Well, that’s the same thing as saying (cube root of *y*)^2.Let’s look at another one. Here we have the fifth root of *x*^3. The fifth root is rewritten as the denominator in the rational exponent fraction. The exponent 3 is written as the numerator in the rational exponent fraction. So, the fifth root of *x*^3 is rewritten as *x*^(3/5).

Here’s the next example: the seventh root of the quantity (2*x*)^5. How would that look as a rational exponent? The quantity (2*x*)^(5/7). Remember, the denominator of the rational fraction is the index number and the numerator is the radicand exponent.

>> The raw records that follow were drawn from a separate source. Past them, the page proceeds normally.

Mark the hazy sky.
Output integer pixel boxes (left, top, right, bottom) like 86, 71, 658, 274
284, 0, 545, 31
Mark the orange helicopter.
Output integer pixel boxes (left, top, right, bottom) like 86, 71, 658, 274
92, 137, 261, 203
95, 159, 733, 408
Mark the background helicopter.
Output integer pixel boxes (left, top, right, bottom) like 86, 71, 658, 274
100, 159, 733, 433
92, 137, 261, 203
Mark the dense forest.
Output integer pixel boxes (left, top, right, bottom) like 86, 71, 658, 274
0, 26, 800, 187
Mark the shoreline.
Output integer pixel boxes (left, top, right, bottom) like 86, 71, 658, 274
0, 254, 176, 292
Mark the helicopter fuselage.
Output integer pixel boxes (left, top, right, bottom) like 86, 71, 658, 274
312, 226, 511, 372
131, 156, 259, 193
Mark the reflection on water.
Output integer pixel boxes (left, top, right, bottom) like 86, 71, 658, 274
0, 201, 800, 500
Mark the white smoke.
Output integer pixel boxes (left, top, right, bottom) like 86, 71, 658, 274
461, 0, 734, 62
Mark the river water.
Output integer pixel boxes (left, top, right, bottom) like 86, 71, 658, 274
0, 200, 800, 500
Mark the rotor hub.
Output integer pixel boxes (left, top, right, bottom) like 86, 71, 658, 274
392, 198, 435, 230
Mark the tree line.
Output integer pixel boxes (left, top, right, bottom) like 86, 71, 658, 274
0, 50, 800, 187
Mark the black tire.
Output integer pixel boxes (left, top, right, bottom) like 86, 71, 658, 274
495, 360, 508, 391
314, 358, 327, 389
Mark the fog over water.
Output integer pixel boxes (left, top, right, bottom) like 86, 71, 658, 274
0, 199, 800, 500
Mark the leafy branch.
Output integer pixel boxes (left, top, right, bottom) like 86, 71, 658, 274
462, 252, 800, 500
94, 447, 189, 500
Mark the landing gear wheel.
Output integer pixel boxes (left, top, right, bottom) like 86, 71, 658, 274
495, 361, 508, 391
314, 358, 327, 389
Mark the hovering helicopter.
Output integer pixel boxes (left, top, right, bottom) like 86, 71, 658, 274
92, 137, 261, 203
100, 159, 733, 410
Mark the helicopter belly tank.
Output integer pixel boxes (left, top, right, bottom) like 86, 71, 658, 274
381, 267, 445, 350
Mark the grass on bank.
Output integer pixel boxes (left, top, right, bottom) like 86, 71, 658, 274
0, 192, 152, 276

Mathematicians love to throw a wrench into the system. Let’s say I had 4*x*^(1/2). Do you see the 4*x* is not in parenthesis like the last one we looked at? Since the 4 and the *x* are not in parenthesis, only the *x* is raised to the 1/2 power.

The 4 is all by its self. So how would that look as a radical? Since 4 is not raised to a power, it will sit in front of the radical. As far as the radical is concerned, the numerator is 1, so the exponent inside the radicand is 1. The denominator is 2, so this would be our index.

When we see a radical symbol without a number in the index, we always assume it’s 2.

## Lesson Summary

As you’ve seen, the fraction tells us we will be rewriting the exponential as a radical expression. The numerator of the fraction is the exponent inside the radicand and the denominator is simply the index.

## Lesson Objectives

After you complete this lesson you’ll have no problem converting a rational exponent to a radical expression and vice-versa.